The construction materials cost has been rising most especially when the Covid-19 pandemic has started, and the price increase marks a significant impact on the residential construction industry. Everything from cement, lumber, insulation materials and asphalt has been soaring in price while the home building industry is heated up.
Part of the reason is that they constrained the supplies in addition to the high demand. Several suppliers cut their production output when the pandemic started because they expected that the subsequent economic disruption would cause a severe demand reduction.
But the expectation of the demand drop never occurred. In almost all parts of the country, they consider construction as essential, avoiding sustained shutdowns. However, renovations and the home building construction industry have been leaders in the post-pandemic economy. At the same time, people flee some crowded cities and move to the outlying district of a city or suburbs in search of space.
Fuel prices have all helped with most building supplies, with three materials leading the charge: copper, lumber, and steel.
The price of copper also increases because of the disruptions of the pandemic, supply shortages, and demand growth. Cooper is an effective conduit and widely used in commercial and residential electrical grids and in most renewable energy sources systems to generate thermal, hydro, wind, and solar energy power systems.
The demand expectations for copper materials will remain high as infrastructure spending also increases globally, specifically the clean energy system. With the United States Government, proposed infrastructure bill on green energy initiatives like carbon footprint reduction, the demand for copper appears to be sustainable.
In early April this year, 2021, Chile renewed its border protocols and called the mining sector to implement new safety measures to avoid the spread of the Corona-19 Virus, including the restrictions of the travel permits. And it shocks the chain and supply of copper globally and adds to the price hike of copper materials.
Over the past year, lumber prices have skyrocketed over the pandemic highs up more than 75%. The remodeling and housing indices from the National Association of Home Builders have hit record highs following initial drops during the start of the pandemic.
The prices have no abating signs in the middle of the surge in home building projects by the receipt of stimulus, higher consumer saving and money because of the restriction of stay at home. Remote working has also supported the trend, with several people forced to work, live and play at home.
In addition to the lumber supply squeeze, last fall, wildfires struck at the Pacific Northwest, burning through the slated forest for the market. Many suppliers and construction companies have outsourced to central Europe to fulfill lumber demands and orders. The Forest Economic Advisors states that it expects imports of lumber in the United States to rise from 14% up to 15% for 2021.
At the same time, industry lobbyists have urged the federal government to step in to help curb costs for consumers, with proposals including immediate remedies to suppliers to boost production and reductions on import tariffs to reduce lumber prices.

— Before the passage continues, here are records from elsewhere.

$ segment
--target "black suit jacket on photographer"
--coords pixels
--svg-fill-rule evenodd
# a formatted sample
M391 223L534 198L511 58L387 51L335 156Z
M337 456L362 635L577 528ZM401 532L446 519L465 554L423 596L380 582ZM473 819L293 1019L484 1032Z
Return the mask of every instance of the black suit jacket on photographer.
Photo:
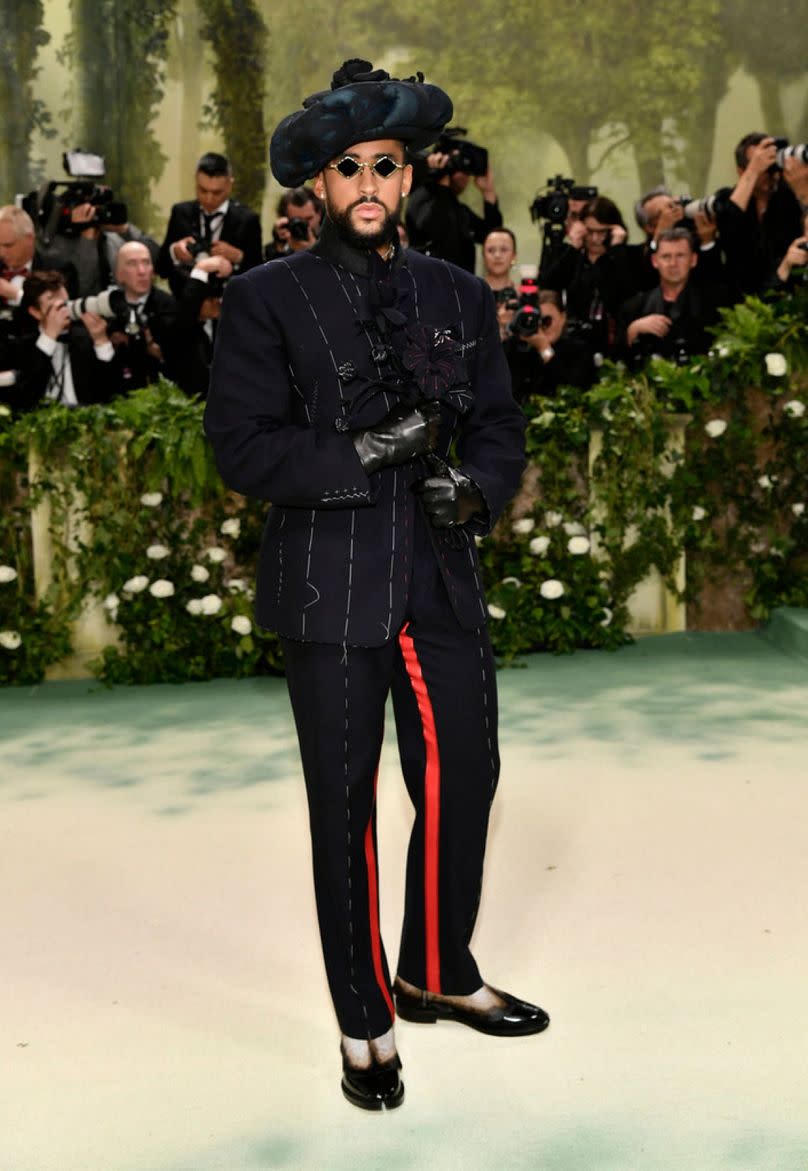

While, industry lobbyists urged the federal government to help cost curbs for the consumer, with the proposal of immediate supplier remedies such as reducing import tariffs and boosting their productions to minimize the lumber price hike.
Unlike copper and lumber, when the Covid-19 pandemic started, primarily steel increased its price because of the slowdown in supply. Several steel plant producers anticipate that the market will become soft and push them to idle their furnaces when the pandemic strikes. But the expectation of slowing down on demand for steel in the market has never occurred, such as equipment roof hatches. Instead, the need has rebound as the manufacturing sector during the recession led the economy out of the depths.
Even with the demand surge, the capacity level of steel mill production remains lower than averages in the prior year. The American Iron and Steel Institute data shows that the steel production capacity was at an average of 76.6% and then down to 7.6% from 2020 levels. Together with tariffs on steel, these issues have resulted in U.S. steel prices being significantly higher than global steel prices.
Steel manufacturers have asked the government to minimize the tariffs to prevent passing the added costs to the consumers. At the same time, some manufacturers elected to import steel with a tax of 25% because it's cheaper than the elevated price of domestic steel products.
In addition to the higher commodity prices, domestic manufacturers and producers are now facing an increase in the cost of shipping for cargo going to the United States. U.S. goods demand has outstripped the container's availability in Asia to carry them to the U.S. and results in higher shipping rates. The outcome is an extended delay at seaports in America, as the ships wait to unload the cargo and the importers struggle to look for empty containers to send to Asia.
These factors create havoc on logistics companies, and construction materials are no exemption from these challenges from the logistics layer on more costs on top of already higher prices of the materials.
For the construction companies, higher shipping and material cost adds margin pressure. In the previous year, the pricing demand for construction services increased only 2%. It means that the construction companies absorb the costs without passing them to the clients or customers.